Sometimes we forget what it’s all about, particularly those of us who have delved often into the underbelly and extreme ends of metal. We become concerned with bands being “progressive” or having “depth” and “innovation”. We seek out those making tortured artistic statements; driving dark emotions into their work, or those who seek to push boundaries. Despite being the first to call others on it, we’re being too cool for school ourselves, and writing off bands who sit outside the self-constructed tick box boundaries of what a “good” band should do.
And then you see a show that brings it right back to the heart of what dragged us into this glorious, complicated but actually oh-so-simple melee of metal. You see damn-near every single person leaving drenched in sweat beaming from ear to ear, bro-hugging and congratulating the support band on the way out, clutching drum sticks, or set-lists or just reliving moments from the set just witnessed with their mates. THAT, despite how “cool” or “uncool” you think a band is or are, is the sign of a great gig.
Tonight’s show saw two bands play sets that belonged at a bigger (but not better) venue. Atreyu were warming up for Reading Festival and brought an arena headline performance to a 400 cap venue, while the spirited and lively Shvpes, with their powerful metalcore, won over a whole bunch of people who hadn’t heard much of them before, but will definitely do so now; a young band on their way to a bright future with pounding Parkway Drive riffs, Rage Against The Machine grooves and big, as in Goliath-sized, choruses, all led by livewire frontman Griffin Dickinson. Not just ones to watch, ones to pick up on now.
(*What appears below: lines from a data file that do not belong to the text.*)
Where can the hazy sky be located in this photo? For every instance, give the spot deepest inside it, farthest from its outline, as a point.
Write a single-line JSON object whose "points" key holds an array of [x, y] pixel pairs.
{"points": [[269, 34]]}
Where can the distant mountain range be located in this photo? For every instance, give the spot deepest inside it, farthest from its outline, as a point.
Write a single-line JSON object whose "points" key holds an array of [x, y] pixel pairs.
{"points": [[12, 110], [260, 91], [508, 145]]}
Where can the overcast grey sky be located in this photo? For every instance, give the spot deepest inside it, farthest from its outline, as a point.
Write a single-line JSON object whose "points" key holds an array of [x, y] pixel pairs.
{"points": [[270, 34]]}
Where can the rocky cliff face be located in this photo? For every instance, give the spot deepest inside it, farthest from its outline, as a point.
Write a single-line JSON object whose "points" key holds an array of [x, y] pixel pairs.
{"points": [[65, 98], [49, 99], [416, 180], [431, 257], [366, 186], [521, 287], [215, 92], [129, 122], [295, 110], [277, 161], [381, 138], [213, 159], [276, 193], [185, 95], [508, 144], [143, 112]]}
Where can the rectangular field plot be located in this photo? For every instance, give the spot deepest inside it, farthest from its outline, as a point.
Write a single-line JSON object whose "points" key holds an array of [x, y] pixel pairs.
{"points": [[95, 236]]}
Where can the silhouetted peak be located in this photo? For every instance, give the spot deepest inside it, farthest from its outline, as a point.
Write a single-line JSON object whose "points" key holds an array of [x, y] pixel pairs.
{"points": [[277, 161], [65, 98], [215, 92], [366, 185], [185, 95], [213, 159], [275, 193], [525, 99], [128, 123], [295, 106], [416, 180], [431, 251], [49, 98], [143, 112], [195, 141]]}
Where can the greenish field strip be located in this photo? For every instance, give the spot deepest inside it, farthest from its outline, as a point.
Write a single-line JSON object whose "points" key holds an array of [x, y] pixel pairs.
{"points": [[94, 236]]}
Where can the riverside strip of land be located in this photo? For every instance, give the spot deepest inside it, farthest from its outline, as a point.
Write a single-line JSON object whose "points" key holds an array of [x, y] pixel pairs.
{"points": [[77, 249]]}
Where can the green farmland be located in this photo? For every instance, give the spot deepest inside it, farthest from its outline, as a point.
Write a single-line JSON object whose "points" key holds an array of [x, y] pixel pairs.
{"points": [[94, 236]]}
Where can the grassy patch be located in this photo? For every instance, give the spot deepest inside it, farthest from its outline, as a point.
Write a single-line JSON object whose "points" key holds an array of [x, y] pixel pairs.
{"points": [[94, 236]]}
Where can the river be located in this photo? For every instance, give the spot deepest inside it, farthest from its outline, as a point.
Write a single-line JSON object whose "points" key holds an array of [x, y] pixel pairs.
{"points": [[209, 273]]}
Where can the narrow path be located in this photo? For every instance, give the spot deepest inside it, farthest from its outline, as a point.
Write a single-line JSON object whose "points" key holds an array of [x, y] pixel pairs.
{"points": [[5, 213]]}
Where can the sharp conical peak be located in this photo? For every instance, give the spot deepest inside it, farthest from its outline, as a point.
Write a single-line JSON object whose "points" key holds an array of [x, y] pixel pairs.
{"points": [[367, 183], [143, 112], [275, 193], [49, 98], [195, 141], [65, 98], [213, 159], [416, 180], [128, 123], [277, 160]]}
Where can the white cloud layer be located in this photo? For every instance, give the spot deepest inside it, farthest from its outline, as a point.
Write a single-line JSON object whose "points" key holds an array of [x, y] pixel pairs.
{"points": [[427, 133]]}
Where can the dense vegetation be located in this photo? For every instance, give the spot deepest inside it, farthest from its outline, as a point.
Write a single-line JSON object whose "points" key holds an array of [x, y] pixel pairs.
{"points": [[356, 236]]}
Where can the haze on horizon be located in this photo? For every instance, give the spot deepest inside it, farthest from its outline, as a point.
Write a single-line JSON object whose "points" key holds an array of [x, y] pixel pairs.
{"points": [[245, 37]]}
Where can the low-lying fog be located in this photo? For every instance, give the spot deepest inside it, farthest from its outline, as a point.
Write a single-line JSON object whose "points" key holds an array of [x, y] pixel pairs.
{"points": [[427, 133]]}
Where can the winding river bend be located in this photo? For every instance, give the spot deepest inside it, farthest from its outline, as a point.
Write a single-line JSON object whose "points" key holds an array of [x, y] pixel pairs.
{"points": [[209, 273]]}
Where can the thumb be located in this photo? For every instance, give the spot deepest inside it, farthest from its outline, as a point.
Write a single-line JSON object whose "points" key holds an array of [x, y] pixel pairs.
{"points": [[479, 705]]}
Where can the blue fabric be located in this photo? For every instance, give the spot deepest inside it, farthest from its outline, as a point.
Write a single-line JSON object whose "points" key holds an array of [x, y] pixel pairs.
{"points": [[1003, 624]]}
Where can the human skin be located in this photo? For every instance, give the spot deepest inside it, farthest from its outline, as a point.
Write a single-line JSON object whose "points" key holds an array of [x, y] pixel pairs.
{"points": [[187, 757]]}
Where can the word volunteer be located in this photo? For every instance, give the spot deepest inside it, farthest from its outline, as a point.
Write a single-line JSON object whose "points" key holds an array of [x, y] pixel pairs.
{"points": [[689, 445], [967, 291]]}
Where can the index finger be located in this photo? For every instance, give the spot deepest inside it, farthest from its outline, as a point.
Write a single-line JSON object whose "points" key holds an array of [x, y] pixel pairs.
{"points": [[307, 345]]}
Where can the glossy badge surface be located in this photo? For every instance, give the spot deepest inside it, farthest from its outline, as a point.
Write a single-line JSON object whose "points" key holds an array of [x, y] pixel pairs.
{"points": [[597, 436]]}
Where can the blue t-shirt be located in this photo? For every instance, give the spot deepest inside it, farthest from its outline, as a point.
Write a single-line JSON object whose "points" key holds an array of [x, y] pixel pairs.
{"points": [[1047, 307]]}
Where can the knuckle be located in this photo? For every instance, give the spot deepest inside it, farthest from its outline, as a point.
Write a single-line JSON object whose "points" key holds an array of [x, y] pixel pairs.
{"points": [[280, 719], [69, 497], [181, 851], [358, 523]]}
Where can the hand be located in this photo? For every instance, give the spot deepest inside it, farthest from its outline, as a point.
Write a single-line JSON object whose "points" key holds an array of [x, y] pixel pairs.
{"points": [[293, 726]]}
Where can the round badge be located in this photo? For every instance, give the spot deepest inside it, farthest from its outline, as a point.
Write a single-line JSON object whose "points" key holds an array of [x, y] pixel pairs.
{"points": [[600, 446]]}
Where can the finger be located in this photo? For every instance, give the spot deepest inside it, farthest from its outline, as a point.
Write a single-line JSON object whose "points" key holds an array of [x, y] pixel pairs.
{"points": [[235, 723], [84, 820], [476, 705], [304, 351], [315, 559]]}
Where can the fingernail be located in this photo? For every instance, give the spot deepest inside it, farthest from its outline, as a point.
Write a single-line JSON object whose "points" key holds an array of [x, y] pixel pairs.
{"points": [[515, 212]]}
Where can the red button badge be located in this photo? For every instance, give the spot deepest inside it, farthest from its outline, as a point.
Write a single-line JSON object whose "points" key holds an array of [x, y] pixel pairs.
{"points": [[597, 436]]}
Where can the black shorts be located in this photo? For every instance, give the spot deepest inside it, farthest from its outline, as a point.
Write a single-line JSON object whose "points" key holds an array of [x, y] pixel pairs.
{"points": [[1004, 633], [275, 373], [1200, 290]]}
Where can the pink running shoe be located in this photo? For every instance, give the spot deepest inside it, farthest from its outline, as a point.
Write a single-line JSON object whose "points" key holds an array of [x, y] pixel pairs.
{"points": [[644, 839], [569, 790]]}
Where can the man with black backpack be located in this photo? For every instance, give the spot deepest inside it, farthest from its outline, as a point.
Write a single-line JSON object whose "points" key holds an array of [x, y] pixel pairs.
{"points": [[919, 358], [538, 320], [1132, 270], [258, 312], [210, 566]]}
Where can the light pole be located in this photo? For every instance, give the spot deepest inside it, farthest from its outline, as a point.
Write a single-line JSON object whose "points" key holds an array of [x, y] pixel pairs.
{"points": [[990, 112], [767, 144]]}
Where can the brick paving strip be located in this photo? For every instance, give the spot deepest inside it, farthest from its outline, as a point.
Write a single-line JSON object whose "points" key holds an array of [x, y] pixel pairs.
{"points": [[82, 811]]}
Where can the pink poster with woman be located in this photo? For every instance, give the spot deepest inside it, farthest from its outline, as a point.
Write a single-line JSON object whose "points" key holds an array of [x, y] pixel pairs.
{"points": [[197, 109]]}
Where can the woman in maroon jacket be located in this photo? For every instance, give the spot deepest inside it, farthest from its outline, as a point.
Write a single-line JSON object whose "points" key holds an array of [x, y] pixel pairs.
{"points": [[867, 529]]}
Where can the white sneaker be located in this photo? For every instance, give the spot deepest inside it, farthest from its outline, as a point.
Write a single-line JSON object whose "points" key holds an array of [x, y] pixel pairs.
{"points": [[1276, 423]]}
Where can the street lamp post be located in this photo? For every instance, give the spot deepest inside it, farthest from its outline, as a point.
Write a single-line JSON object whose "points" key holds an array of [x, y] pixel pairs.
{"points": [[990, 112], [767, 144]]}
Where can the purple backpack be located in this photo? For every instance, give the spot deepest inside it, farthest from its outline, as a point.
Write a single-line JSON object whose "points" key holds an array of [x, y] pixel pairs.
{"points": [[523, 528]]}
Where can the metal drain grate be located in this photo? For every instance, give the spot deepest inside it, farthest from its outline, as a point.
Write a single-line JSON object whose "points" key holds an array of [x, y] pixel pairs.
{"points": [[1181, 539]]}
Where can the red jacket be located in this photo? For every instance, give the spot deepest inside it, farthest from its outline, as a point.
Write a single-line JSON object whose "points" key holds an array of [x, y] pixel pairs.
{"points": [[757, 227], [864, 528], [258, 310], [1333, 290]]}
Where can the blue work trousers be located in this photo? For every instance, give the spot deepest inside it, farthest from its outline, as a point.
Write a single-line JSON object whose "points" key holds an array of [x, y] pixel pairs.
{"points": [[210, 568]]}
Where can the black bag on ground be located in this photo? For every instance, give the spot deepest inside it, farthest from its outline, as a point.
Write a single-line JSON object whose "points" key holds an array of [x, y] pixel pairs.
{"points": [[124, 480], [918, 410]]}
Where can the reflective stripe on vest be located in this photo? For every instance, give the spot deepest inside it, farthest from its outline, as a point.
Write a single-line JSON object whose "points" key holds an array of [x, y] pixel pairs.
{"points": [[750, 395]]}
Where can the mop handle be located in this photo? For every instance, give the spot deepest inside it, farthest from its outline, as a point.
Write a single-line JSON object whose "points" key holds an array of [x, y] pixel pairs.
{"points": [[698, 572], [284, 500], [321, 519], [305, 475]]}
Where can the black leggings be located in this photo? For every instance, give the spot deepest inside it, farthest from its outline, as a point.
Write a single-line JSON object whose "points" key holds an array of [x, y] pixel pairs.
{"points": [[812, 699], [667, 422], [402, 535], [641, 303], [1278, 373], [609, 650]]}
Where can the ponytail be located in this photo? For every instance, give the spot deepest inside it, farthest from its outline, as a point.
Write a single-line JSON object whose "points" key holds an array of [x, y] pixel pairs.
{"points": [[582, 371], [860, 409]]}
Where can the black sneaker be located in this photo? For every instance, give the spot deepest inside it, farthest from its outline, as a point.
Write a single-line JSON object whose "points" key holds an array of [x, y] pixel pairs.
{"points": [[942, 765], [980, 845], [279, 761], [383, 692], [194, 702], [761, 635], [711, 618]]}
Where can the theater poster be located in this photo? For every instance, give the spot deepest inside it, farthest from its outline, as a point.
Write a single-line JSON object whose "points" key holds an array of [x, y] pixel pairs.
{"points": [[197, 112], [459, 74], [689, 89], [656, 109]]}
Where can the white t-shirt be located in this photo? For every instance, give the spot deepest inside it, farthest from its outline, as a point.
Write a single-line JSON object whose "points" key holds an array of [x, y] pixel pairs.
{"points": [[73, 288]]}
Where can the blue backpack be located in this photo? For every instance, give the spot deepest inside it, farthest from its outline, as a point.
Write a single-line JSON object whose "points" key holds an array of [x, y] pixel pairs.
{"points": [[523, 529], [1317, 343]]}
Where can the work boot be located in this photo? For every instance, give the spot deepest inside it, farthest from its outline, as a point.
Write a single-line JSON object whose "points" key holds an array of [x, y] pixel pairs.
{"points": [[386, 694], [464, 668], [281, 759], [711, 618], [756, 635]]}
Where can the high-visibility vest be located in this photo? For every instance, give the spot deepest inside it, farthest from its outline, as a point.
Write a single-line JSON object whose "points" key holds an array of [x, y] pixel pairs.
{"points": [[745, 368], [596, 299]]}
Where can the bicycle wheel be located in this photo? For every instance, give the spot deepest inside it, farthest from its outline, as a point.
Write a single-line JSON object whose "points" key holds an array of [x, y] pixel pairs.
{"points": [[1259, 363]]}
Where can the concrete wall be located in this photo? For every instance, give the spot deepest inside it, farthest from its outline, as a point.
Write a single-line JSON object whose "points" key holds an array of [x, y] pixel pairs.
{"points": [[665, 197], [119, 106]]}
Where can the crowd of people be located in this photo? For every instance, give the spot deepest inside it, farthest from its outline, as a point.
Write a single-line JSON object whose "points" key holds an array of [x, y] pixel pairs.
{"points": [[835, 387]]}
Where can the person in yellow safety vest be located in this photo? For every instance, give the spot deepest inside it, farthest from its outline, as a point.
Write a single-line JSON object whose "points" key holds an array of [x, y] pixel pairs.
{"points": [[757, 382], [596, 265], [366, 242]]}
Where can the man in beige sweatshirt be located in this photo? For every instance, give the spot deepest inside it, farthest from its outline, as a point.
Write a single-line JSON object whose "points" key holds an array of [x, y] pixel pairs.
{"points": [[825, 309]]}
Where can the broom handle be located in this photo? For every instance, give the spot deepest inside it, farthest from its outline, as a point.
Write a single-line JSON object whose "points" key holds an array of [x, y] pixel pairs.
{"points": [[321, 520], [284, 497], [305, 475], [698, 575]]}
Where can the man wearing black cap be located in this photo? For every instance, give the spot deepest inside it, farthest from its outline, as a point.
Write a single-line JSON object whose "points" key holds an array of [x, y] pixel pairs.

And Atreyu well and truly proved me a dingbat for sidestepping them all these years. This is what metal is about – a band connecting with an audience that love the music the band are playing, with band and audience just having a great time. Colchester Arts Centre’s growing reputation as one of the best small venues to play at was only enhanced as a “small” gig felt like a huge one, with the rapturous reception one usually reserved for a major headliner at a sell-out marquee show.
Make no mistake, warm up show or no, Atreyu brought it, peppering a ‘best of’ set with new, as yet unheard, tracks from their upcoming Long Live (Spinefarm) album, tracks that were lapped up like old favourites. Personal highlights, beyond the joyous atmosphere that left no horn unraised, were the slamming ‘You Give Love A Bad Name’ (never thought I’d see a moshpit like that to that song) and the pure rock-out jubilance of ‘Blow’.
The venue is a church and the congregation had come to worship, leaving invigorated and with happy souls.